Bon à savoir : lorsque le nombre de bornes à connecter le nécessite, il faut aussi prévoir une augmentation de la puissance des services. Cette infrastructure peut donc imposer de restreindre le nombre d’utilisateurs. Les besoins des uns et des autres sont donc à anticiper sur le moyen et le long terme avant de se lancer dans l’installation d’un tel dispositif.

Le cas de l’infrastructure collective alimentée en aval par un compteur électrique dédié à cet usage

Ce type d’architecture comprend deux installations différentes.

L’architecture de distribution en étoile

Dans cette situation, toute borne est connectée à un coffret électrique, lui-même relié au tableau électrique général. Ceux-ci font partie d’un compteur ajouté pour l’occasion. Il est relié à la colonne montante de l’immeuble. Dans certains cas, il peut aussi être relié au réseau public de distribution d’électricité.

L’architecture de type câble bus

Dans cette situation, toute borne est connectée à un câble bus. Celui-ci est présent partout dans le parking. Il est raccordé au tableau électrique général du nouveau compteur. Ce dernier est lui aussi relié à la colonne montante de l’immeuble du réseau public.

Que ce soit l’une ou l’autre des deux architectures qui est choisie, les travaux doivent être faits par un professionnel qualifié. Il s’occupera de la mise en place du nouveau compteur, de la création de l’infrastructure électrique collective (avec tableau électrique général, coffrets secondaires, système de supervision connecté, pilotage mutualisé des bornes).

L’avantage de ces méthodes réside en la gestion indépendante des services généraux. Elle est par ailleurs optimisée si la copropriété opte pour la mutualisation de l’alimentation des bornes électriques. Autre point fort de ces architectures : tout peut être confié à l’opérateur, délestant ainsi les uns et les autres du service de recharge. Enfin, grâce au Tarif d’utilisation des réseaux publics d’électricité, le coût du raccordement direct d’un compteur dédié est moins important pour la copropriété.

 Maintenance de l’architecture avec compteur dédié : comment s’y prendre ?

Il est conseillé de s’assurer que la maintenance des bornes est assurée, tout comme celle du système de supervision. Cette maintenance peut être effectuée par l’opérateur ou être géré par la copropriété par le biais d’un contrat de maintenance dédié. Ces frais peuvent être soit à la charge de la copropriété, soit des utilisateurs des bornes.

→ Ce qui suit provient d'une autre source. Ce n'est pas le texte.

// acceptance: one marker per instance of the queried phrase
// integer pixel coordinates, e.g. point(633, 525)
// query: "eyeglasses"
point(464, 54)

Bon à savoir : le gestionnaire du réseau public de distribution d’électricité prend à ses frais la continuité de fourniture jusqu’au(x) compteur(s) dédié(s).

Le cas de la création d’une infrastructure collective constituée d’une colonne électrique avec compteur individuel pour chaque borne

Dans cette situation, chacune des bornes est reliée à un point de livraison individuel. Ce point est lui-même raccordé à une colonne électrique présente dans le parking et recevant l’électricité.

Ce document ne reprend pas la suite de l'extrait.